I can see Howie's father and mother standing in their kitchen in that row home(we call them townhouses ever since the 70s)to this day, 50 years later. I remember what Howie's father was wearing -- a kind of dark green coveralls, matching pants and workshirt, his work uniform. His arm around her, her crying and laughing, and him holding the check in his fingertips out in front of both of them, just like it was a million dollars.
It was a take home check that exceeded $100/wk.
It left an impression with me, one I clearly never forgot. These were happy people. They were living in a clean neighborhood. They sent their kids to great public schools. And JFK was making speeches at Rice.
It might have been the very pinnacle of good times and optimism for America's middle class, and even folks like us, who were actually upper lower working class and most importantly of all, had absolutely no idea that we were, because American politics had not quite been so over-run with the incessant elitist politics of divide by class and conquer.
Succumbing to that nonsense has clearly not worked out well for those who fell for it.
The comparison to JFK's federal budget at $100B at the time(the peak of the Cold War, and over half -- nearly $55B-- of which was for defense) and today's over $3600B is direct and easily made. 50 years is a decent stand back against which to compare trends.

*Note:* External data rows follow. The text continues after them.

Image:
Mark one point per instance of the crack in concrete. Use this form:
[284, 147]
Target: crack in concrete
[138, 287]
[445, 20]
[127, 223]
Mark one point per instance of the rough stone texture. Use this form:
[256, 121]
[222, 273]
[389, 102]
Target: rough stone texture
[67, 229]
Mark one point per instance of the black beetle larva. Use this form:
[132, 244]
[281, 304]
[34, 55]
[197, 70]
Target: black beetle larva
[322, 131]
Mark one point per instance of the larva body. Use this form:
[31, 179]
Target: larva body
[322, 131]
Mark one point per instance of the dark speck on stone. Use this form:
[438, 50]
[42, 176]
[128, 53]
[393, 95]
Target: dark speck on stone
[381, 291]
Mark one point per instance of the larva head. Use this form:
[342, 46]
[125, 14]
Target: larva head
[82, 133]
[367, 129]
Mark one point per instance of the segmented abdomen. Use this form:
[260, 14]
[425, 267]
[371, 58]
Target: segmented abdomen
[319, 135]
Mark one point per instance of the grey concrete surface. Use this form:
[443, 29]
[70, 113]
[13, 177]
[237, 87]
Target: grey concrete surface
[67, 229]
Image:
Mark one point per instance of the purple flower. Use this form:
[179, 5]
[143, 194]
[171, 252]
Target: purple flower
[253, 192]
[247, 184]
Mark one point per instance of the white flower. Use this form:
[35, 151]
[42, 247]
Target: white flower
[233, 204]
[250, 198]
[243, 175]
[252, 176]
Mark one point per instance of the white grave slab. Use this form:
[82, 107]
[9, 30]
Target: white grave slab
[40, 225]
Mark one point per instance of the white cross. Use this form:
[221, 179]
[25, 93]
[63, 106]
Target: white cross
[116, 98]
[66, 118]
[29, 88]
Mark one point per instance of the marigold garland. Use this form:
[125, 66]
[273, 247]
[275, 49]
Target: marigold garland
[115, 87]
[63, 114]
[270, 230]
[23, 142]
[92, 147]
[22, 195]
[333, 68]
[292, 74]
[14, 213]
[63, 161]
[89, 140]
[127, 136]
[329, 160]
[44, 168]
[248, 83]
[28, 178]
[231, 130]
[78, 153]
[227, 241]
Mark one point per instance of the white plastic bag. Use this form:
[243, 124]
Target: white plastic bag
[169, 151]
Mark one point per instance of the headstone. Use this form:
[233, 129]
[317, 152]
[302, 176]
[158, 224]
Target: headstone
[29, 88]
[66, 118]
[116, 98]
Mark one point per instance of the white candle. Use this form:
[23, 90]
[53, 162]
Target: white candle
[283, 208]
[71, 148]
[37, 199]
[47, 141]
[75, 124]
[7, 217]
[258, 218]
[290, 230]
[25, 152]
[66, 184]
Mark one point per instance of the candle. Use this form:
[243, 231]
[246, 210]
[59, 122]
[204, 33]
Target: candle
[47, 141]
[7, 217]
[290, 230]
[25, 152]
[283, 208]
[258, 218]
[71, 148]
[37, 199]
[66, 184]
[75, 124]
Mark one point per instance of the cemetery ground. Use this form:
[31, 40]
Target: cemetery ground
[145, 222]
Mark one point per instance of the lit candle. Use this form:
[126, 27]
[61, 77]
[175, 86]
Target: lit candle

Are we on the right trajectory? Are we anywhere near close to it? Do we even have the sign right?
I didn't make up any part of this story. Not Howie, not his mother and father, not the check, not the laughing and crying, not the $100B JFK federal budget, not the factor of 7.5 CPI/inflation since then, not the barely x 2.0 growth in population.
BTW, an easy way to gauge official inflation is to track the cost of first class postage; it is officially, by law, limited to inflation, and has been for all of our lives.
Howie's family was paying 6c for 1st class postage back then.
It just went up to 45c. Sure enough, factor of 7.5.